While her husband has bigger issues on his plate these days, Michelle Obama struggles even within the Democratic Party to rally support for her “pet project,” better known as the ‘Let’s Move’ campaign, spearheaded in the aim of stemming rising rates of childhood obesity.

Speaking on the topic, Obama has said “in the end, as First Lady, this isn’t just a policy issue for me. This is a passion. This is my mission. I am determined to work with folks across this country to change the way a generation of kids thinks about food and nutrition.”

In her campaign to change the health of American kids, Obama saw Senate approval for her Child Nutrition Bill this past August, a measure that focuses on getting “junk food” out of the nation’s schools while simultaneously allocating $4.5 billion to be disbursed over the next decade for the purpose of improving child nutrition, particularly through ensuring that national meal programs provide healthier options.

What’s the big deal, then, with working to improve the health of the nation’s youth?

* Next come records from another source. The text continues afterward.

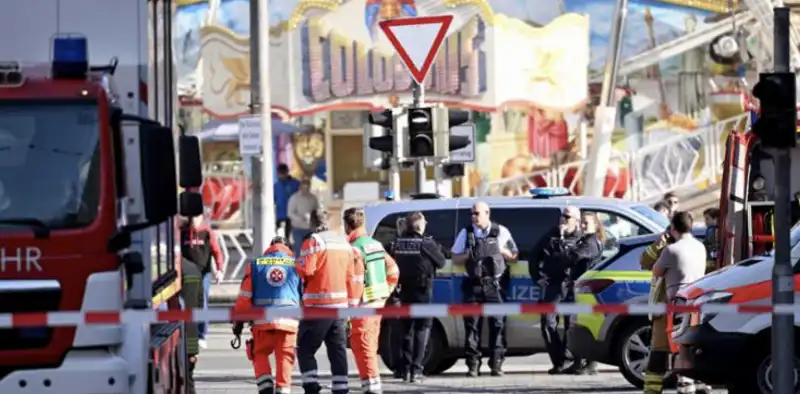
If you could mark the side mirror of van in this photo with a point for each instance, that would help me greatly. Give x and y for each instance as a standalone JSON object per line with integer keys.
{"x": 191, "y": 204}
{"x": 191, "y": 172}
{"x": 159, "y": 183}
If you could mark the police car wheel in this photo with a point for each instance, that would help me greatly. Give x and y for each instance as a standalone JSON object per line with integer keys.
{"x": 763, "y": 375}
{"x": 632, "y": 350}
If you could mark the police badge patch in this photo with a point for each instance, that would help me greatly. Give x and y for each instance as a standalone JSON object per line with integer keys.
{"x": 276, "y": 276}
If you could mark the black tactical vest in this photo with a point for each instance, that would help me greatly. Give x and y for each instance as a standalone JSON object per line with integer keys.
{"x": 485, "y": 259}
{"x": 414, "y": 268}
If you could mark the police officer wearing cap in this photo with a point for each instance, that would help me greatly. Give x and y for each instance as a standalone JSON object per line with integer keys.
{"x": 483, "y": 248}
{"x": 554, "y": 258}
{"x": 418, "y": 256}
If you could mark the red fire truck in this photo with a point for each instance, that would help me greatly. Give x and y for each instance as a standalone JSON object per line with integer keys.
{"x": 88, "y": 193}
{"x": 746, "y": 200}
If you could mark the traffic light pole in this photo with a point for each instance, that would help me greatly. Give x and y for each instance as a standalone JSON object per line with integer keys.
{"x": 264, "y": 212}
{"x": 782, "y": 281}
{"x": 418, "y": 96}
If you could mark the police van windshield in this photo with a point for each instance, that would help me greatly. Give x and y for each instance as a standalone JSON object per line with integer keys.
{"x": 645, "y": 210}
{"x": 49, "y": 163}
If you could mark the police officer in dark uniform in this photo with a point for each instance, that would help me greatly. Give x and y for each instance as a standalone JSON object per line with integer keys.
{"x": 552, "y": 274}
{"x": 484, "y": 247}
{"x": 418, "y": 257}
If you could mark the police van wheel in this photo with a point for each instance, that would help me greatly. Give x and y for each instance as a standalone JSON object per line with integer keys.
{"x": 435, "y": 361}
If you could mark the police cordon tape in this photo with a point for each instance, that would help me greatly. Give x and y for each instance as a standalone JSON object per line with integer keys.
{"x": 82, "y": 318}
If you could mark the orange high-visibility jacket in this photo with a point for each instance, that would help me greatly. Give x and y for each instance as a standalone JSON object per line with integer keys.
{"x": 327, "y": 266}
{"x": 392, "y": 272}
{"x": 245, "y": 299}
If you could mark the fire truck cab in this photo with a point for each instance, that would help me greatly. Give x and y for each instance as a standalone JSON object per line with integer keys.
{"x": 746, "y": 200}
{"x": 89, "y": 167}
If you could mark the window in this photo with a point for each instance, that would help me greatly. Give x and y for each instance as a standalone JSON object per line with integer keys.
{"x": 528, "y": 226}
{"x": 652, "y": 215}
{"x": 50, "y": 162}
{"x": 441, "y": 226}
{"x": 629, "y": 261}
{"x": 617, "y": 227}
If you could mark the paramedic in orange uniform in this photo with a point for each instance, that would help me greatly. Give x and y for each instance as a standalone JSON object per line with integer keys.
{"x": 271, "y": 281}
{"x": 380, "y": 278}
{"x": 327, "y": 266}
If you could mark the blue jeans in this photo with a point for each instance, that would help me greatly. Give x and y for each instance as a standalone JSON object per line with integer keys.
{"x": 297, "y": 237}
{"x": 202, "y": 327}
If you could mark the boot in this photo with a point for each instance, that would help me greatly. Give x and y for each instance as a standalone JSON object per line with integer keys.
{"x": 473, "y": 369}
{"x": 653, "y": 383}
{"x": 497, "y": 367}
{"x": 686, "y": 386}
{"x": 415, "y": 377}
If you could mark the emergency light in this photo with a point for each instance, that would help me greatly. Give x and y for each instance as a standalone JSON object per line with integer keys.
{"x": 545, "y": 192}
{"x": 11, "y": 75}
{"x": 70, "y": 57}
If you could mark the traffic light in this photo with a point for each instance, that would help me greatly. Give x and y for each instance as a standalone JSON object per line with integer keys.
{"x": 457, "y": 118}
{"x": 385, "y": 142}
{"x": 420, "y": 132}
{"x": 776, "y": 125}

As articulated by opponents of the Bill, their qualms are not with the measure itself, but rather in how Obama and its other proponents plan to provide funding for the Bill; particularly, by cutting future rises in food stamp benefits.

Supporters of the Bill in turn maintain that alternative financing for the food stamp program can be found, as indicated by Obama’s pledge to identify the source of such monies before the cutbacks would go into effect in 2013.

Yet other opponents of the Bill criticize its approach, and argue that the Bill and other “anti-obesity” measures of the First Lady et al. will serve only to reinforce and justify “fat hatred.”

Whether or not you believe that obesity and its “remedy”—weight loss—is a matter of willpower, it is not difficult to imagine the trajectory of thinking that elementary school students will make, armed with their newfound understanding that fat is to be limited and activity maximized. Kids can be harsh, and it is not unreasonable to imagine that, in the absence of some preventative teaching that campaigning against the negative health consequences associated with obesity is not the same as campaigning against obese individuals (or is it?), bullying of overweight children will become even more of an issue.

All told, what is Michelle Obama to do in the face of such criticism? Is there hope for the success of her campaign and of the Bill?

Yes, I believe, if Obama is to do two things. One, the overarching campaign targeted against obesity must be reframed as a campaign to improve the health of the American people. Adults and not just children are notoriously bad as distinguishing between a movement against an outcome and the people who experience that outcome, and her work will be more successful if those Americans for whom weight is a struggle can get behind the movement without fear of ridicule or exile.

Second, Obama must find a succinct means of financing her Bill, and stat. In this Lame Duck Congress, time is of the essence, and Obama cannot afford to let her hard work go to rot as its passage continues to be delayed.

In the interim, Obama continues her efforts to curb rising rates of obesity, one step, and one lettuce leaf, at a time.